Die Stendaler Firma Zorn Instruments ist AEO-zertifiziert. Die Magdeburger Zollverwaltung rechnet damit, dass in absehbarer Zeit alle Firmen ein solches Zertifikat benötigen.

Stendal l Der Eingang von Zorn Instruments in Stendal an der Benzstraße ist videoüberwacht. Wer aufs Gelände möchte, muss sich über Gegensprechanlage anmelden. "Es gibt ein geregeltes Ein und Aus", sagt Firmenchef Bernd Zorn, der den Betrieb seit 1980 führt.

Sicherheitsvorkehrungen gehören zum Firmenkonzept und sicherten dem Traditionsunternehmen nun auch eine sogenannte AEO-Zertifizierung (siehe Info-Kasten) durch das Hauptzollamt Magdeburg. Damit können Exporte ins Ausland schneller erfolgen, da Zollformalitäten vereinfacht werden. "Wir liefern unsere Geräte in rund 100 Länder dieser Welt", sagt Thorsten Hildebrand vom Vertrieb des Unternehmens Zorn Instruments. Die Firma wurde 1870 vom Urgroßvater des heutigen Chefs gegründet, spezialisierte sich seinerzeit auf den Bau von Geldschränken. Heute werden Prüfgeräte beispielsweise für das Messen von verdichteten Böden oder Baumaterialien hergestellt.

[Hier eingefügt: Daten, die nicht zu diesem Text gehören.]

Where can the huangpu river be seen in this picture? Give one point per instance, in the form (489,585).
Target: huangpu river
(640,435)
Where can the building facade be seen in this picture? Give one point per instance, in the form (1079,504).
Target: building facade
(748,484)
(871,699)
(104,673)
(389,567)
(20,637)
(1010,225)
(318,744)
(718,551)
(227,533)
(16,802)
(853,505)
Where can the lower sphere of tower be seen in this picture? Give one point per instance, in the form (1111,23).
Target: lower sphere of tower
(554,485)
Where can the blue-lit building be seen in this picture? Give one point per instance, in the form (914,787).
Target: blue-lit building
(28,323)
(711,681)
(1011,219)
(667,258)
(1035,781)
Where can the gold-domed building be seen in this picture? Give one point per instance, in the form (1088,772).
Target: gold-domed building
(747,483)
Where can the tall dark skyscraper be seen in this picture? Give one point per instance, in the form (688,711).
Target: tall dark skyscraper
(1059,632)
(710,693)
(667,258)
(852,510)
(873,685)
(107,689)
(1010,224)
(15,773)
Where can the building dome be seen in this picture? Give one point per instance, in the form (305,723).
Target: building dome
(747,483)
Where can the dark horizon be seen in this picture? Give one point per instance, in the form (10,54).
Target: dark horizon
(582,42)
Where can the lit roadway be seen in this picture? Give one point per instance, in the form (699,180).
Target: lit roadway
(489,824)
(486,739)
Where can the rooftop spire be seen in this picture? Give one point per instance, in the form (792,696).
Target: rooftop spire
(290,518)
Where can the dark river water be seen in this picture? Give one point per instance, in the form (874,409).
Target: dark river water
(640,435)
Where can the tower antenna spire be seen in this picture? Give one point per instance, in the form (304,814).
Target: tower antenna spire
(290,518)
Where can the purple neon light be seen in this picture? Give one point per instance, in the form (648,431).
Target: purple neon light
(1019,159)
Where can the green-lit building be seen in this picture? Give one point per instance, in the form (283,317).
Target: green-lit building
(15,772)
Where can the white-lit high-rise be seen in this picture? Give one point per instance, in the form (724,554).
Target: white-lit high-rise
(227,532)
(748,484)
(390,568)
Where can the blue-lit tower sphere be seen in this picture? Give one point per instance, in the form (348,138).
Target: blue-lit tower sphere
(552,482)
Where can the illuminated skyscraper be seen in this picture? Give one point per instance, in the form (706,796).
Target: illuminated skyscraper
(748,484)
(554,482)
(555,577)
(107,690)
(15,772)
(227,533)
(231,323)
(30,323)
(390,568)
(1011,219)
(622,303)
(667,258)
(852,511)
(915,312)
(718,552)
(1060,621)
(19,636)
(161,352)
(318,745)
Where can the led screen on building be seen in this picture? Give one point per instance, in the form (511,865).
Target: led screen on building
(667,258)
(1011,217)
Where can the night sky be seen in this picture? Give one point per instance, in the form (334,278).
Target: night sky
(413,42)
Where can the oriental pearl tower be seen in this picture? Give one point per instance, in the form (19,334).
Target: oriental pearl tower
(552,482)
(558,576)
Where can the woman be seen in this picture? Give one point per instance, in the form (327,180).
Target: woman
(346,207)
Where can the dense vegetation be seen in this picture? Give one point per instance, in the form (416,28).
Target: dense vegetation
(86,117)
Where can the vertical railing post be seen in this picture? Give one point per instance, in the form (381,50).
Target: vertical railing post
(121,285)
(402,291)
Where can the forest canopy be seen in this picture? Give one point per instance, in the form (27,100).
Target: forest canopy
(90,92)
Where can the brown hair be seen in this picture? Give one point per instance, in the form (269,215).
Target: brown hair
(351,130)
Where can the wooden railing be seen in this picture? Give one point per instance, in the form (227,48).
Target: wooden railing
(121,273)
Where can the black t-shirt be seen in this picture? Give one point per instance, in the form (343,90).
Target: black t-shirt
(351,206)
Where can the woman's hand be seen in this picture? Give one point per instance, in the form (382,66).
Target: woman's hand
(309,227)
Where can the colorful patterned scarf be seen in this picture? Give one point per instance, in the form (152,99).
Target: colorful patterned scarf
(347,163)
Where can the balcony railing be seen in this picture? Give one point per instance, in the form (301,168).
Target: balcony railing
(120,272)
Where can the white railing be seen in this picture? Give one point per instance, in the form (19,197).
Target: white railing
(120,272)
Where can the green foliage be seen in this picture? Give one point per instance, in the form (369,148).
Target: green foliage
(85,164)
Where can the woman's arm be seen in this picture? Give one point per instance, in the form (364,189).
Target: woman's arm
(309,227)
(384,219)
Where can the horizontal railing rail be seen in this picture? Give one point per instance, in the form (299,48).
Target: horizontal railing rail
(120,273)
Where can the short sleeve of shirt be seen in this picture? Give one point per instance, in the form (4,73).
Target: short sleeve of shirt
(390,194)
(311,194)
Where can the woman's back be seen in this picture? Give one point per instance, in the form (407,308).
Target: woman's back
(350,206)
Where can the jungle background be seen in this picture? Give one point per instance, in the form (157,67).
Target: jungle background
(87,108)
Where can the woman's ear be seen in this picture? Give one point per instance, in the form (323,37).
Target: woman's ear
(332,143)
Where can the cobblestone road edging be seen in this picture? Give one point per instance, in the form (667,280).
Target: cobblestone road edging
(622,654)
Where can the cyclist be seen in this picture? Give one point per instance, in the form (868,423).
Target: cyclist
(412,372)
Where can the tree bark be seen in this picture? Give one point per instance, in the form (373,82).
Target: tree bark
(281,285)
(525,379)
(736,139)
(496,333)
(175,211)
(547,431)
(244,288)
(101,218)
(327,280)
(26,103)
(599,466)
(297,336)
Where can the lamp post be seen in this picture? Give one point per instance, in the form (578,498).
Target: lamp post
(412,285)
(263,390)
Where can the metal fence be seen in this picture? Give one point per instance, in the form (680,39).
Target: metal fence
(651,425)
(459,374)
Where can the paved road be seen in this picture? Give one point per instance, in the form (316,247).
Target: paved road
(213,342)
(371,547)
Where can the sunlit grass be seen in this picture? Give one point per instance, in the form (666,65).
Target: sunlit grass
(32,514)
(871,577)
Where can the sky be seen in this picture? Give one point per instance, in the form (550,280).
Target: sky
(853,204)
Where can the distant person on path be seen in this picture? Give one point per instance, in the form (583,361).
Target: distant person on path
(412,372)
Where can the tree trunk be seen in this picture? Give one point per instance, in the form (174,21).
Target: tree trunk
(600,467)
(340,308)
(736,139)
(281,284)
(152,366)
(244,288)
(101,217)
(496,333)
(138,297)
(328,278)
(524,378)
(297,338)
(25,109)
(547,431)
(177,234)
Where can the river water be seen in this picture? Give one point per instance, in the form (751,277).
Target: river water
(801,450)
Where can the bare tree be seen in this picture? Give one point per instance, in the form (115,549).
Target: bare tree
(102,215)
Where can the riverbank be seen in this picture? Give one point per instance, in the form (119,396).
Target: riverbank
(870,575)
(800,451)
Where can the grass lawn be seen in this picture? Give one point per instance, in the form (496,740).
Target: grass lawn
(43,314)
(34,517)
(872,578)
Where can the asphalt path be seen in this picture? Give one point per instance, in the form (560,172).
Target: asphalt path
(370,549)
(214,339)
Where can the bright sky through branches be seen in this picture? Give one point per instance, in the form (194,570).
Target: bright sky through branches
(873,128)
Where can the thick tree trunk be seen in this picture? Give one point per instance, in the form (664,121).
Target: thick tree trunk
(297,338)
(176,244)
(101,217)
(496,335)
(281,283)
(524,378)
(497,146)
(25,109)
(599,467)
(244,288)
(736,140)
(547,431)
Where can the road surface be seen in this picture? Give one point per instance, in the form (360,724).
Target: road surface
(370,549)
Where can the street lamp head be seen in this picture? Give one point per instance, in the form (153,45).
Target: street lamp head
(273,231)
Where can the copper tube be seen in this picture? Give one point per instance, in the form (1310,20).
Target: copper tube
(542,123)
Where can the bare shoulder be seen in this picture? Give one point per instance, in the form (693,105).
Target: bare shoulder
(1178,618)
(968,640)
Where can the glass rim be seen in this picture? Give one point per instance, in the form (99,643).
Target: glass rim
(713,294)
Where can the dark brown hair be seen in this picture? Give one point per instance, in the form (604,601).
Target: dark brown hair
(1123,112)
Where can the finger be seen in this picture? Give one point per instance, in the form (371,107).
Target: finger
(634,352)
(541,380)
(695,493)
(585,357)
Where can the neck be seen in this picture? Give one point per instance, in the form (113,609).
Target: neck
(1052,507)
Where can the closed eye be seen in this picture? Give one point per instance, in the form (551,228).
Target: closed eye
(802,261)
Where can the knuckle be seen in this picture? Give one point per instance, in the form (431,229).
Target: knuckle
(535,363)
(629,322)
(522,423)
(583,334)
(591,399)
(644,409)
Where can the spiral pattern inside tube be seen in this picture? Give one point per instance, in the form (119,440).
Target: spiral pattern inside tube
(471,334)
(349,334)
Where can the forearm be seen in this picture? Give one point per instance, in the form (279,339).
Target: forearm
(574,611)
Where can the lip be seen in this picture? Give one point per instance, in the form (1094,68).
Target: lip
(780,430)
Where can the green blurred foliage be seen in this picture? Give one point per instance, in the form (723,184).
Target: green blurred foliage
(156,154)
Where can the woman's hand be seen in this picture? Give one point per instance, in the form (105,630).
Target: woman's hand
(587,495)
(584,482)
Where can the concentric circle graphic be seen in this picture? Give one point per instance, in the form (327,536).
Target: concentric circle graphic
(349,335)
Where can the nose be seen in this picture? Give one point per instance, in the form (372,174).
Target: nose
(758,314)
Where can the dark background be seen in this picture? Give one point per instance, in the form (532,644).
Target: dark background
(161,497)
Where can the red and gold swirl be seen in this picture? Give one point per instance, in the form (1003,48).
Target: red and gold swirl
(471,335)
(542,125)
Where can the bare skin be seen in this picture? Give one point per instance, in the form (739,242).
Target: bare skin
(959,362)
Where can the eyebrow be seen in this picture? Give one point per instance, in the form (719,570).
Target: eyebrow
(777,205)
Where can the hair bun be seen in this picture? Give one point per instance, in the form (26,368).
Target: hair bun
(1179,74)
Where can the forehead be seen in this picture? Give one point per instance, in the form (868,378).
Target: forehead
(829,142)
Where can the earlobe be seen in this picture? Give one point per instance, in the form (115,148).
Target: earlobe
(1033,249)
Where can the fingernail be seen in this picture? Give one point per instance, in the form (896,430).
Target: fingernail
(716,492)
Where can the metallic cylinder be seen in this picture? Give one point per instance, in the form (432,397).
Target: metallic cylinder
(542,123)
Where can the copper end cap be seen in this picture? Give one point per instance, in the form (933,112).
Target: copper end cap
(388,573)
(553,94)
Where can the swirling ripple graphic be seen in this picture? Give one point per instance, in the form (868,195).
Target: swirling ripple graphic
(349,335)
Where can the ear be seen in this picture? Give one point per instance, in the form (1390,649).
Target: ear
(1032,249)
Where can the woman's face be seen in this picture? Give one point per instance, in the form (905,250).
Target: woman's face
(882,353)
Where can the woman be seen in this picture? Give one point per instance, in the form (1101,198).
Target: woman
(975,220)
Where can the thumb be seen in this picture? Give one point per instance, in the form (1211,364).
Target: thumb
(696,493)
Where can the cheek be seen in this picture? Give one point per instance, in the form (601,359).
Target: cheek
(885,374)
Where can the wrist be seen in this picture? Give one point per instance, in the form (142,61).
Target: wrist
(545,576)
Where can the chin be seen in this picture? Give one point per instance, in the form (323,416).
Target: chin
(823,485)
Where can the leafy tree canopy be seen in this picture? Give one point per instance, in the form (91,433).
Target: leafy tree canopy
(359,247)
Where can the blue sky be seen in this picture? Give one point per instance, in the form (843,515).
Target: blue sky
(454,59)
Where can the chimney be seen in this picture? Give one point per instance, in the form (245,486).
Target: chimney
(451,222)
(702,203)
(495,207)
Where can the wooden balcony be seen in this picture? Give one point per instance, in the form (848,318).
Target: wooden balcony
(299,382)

Bisher gibt es 21 Firmen mit dem Zertifikat

"Wir sind gerne vorneweg dabei", sagt Bernd Zorn. "Andere Leute sammeln Ehrenurkunden, ich lasse mir gerne die Qualität unserer Produkte und Arbeitsabläufe bescheinigen", sagt Zorn. Bisher gibt es in Sachsen-Anhalt 21 Firmen mit AEO-Zertifizierung. "Irgendwann wird dies für alle zum Standard werden", ist Ulrich Bendler vom Magdeburger Hauptzollamt überzeugt. Es gehe letztendlich darum, dass in Zeiten des internationalen Terrorismus sichere und nachvollziehbare Vertreibswege bestehen.

"Es gibt viel Unwissenheit in dem Bereich", sagt Bernd Zorn. Ein ihm bekannter Unternehmer habe vor Jahren Ware nach Japan geliefert, die dann postwendend im Iran gelandet ist. "Der wurde von den Amerikanern verhaftet und sitzt in Deutschland für drei Jahre ein, weil er unwissentlich gegen Vorschriften verstoßen hat", sagt der Stendaler. Zorn ist dagegen ein alter Fuchs. "Ich habe schon zu DDR-Zeiten als einziger des Bezirks Magdeburg exportiert und selbst verzollt."

Beim AEO-Zertifikat ist es ähnlich: "Es liegt viel Eigenverantwortung bei den Unternehmen, die eigenverantwortlich den Versand der Ware prüfen und die Zollpapiere vorbereiten", sagt Ulrich Bendler. Es gehe darum, Manipulationen auszuschließen. Es solle garantiert werden, dass die Ware 1:1 den Empfänger erreicht und nicht für gefährliche Aktionen genutzt werden könne.